Wednesday, May 04, 2005

Who Was Guarding the Guardian?

Charles Johnson catches Max Hastings of the Guardian in a moment of lucidity:

[...]A friend who visited the White House recently described the president's buoyant account of his Iraqi crusade, which highlighted the fact that a national government has been formed. Some progress is claimed towards normalisation in Shia and Kurdish regions. Syrian withdrawal gives Lebanon a chance of making something of democracy. Washington asserts that it is involving itself more than ever in the Middle East peace process.

None of these claims should be dismissed out of hand. The greatest danger for those of us who dislike George Bush is that our instincts may tip over into a desire to see his foreign policy objectives fail. No reasonable person can oppose the president's commitment to Islamic democracy. Most western Bushophobes are motivated not by dissent about objectives, but by a belief that the Washington neocons' methods are crass, and more likely to escalate a confrontation between the west and Islam than to defuse it.

Such skepticism, however, should not prevent us from stepping back to reassess the progress of the Bush project, and satisfy ourselves that mere prejudice is not blinding us to the possibility that western liberals are wrong; that the Republicans' grand strategy is getting somewhere.
Not surprisingly, this magnanimity does not quite last to the end of the article. Inevitably, when the left is forced to acknowledge the success of conservatism, it does so by way of contrast with the downside, in a tone of balance and even-handedness:
My own contacts say that the situation is improving, but remains precarious.
[...]
It is hard to derive much comfort from statistics that show a diminution in clashes between insurgents and security forces.
[...]
The most powerful reason for remaining cautious about Iraq must be doubt -- shared by many US officers -- about whether the country is sus­tainable as a unitary state.
Still, Hastings fights manfully against the temptation to be wholly negative:
It seems wrong for either neocon true believers or liberal skeptics to rush to judgment. We of the latter persuasion must keep reciting the mantra: "We want Iraq to come right, even if this vindicates George Bush."

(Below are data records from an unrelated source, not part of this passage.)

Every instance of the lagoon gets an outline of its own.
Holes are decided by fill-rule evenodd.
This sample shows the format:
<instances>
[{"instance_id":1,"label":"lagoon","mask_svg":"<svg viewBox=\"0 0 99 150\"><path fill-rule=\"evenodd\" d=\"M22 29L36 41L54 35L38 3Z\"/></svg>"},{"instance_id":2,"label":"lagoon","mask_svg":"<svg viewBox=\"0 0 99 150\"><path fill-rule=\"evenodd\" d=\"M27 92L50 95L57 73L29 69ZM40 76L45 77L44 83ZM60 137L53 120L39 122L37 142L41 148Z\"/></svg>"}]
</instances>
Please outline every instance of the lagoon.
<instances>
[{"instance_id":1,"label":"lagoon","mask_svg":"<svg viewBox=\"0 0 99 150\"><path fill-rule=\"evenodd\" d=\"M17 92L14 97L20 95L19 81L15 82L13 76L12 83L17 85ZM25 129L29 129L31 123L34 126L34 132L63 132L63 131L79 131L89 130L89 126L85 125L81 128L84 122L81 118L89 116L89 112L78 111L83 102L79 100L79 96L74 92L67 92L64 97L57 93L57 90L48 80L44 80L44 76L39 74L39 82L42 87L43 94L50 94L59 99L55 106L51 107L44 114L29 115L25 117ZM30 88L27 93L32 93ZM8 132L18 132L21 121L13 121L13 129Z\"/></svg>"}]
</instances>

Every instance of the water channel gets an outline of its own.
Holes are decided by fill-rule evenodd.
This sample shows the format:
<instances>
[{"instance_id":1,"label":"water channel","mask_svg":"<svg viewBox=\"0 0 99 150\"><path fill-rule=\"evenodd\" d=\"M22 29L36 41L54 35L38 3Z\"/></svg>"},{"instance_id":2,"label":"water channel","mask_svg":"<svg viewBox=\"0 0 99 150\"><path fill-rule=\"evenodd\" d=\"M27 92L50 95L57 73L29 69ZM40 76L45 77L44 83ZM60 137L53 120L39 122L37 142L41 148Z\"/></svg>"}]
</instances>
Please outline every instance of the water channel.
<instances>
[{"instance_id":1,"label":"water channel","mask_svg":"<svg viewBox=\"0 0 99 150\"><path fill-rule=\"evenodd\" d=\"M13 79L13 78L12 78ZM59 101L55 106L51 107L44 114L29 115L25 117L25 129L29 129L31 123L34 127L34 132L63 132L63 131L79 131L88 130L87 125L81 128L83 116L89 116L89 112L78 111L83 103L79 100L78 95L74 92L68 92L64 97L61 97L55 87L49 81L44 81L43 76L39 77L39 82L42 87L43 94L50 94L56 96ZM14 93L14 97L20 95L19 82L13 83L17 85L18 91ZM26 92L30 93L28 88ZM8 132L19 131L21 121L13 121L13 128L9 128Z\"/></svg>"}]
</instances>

Those who say that Iraqis are incapable of making a democracy work may well be proved right. But until we see what happens on the ground over the months ahead, we should not write off the possibility that the Iraqi people will forge some sort of accommodation. A premature coalition withdrawal promises catastrophe for them, not us.
Irresistibly, the old addiction to nuance and multi-lateralism resurfaces, but only in the final paragraph:
Yet it still seems reasonable to question the optimism currently prevailing among Washington's neocons, because this remains founded upon a woefully simplistic vision. It is true that, in some chronic, unstable regions, some bad governments — those of the Taliban and Saddam Hussein — have been removed by the Americans. But the fragile advantages gained will be lost, unless Washington can match its boldness in the deployment of military power with a new sensitivity to alien cultures, matched by far more subtle political skills.
Ironically, the "simplistic" Bush approach was what, during the Reagan administration, liberals used to call "common sense". American firepower employed in taking out the most egregious dictatorships was precisely what we demanded. The fact that the US did not drop its ("futile" and "counterproductive") cold war with the Soviet Union to clean up the stinking torture states of the third world was irrefutable evidence of its greed, corruption and domination by big business. Now that the USSR is gone -- and, I am cynically inclined to add, no longer in need of liberal support -- the same factors are adduced as motivations of Bush's interventionism.

What Hastings needs to remember is that the word "neocon" which he so glibly tosses around is not an epithet but has a precise meaning: a former liberal who has seen the value of conservative principles. In that light, it is hardly surprising that Bush has taken the liberal foreign policy recommendations of the '80s and actually made them work.

(Via CUANAS)

Addendum: In citing Bruce Cockburn's Rocket Launcher, it occurs to me that the entire song is worth quoting in this context:
Here comes the helicopter -- second time today
Everybody scatters and hopes it goes away
How many kids they've murdered only God can say
If I had a rocket launcher...I'd make somebody pay

I don't believe in guarded borders and I don't believe in hate
I don't believe in generals or their stinking torture states
And when I talk with the survivors of things too sickening to relate
If I had a rocket launcher...I would retaliate

On the Rio Lacantun, one hundred thousand wait
To fall down from starvation -- or some less humane fate
Cry for Guatemala, with a corpse in every gate
If I had a rocket launcher...I would not hesitate

I want to raise every voice -- at least I've got to try
Every time I think about it water rises to my eyes.
Situation desperate, echoes of the victims cry
If I had a rocket launcher...Some son of a bitch would die
Well, Bruce, we do have a rocket launcher.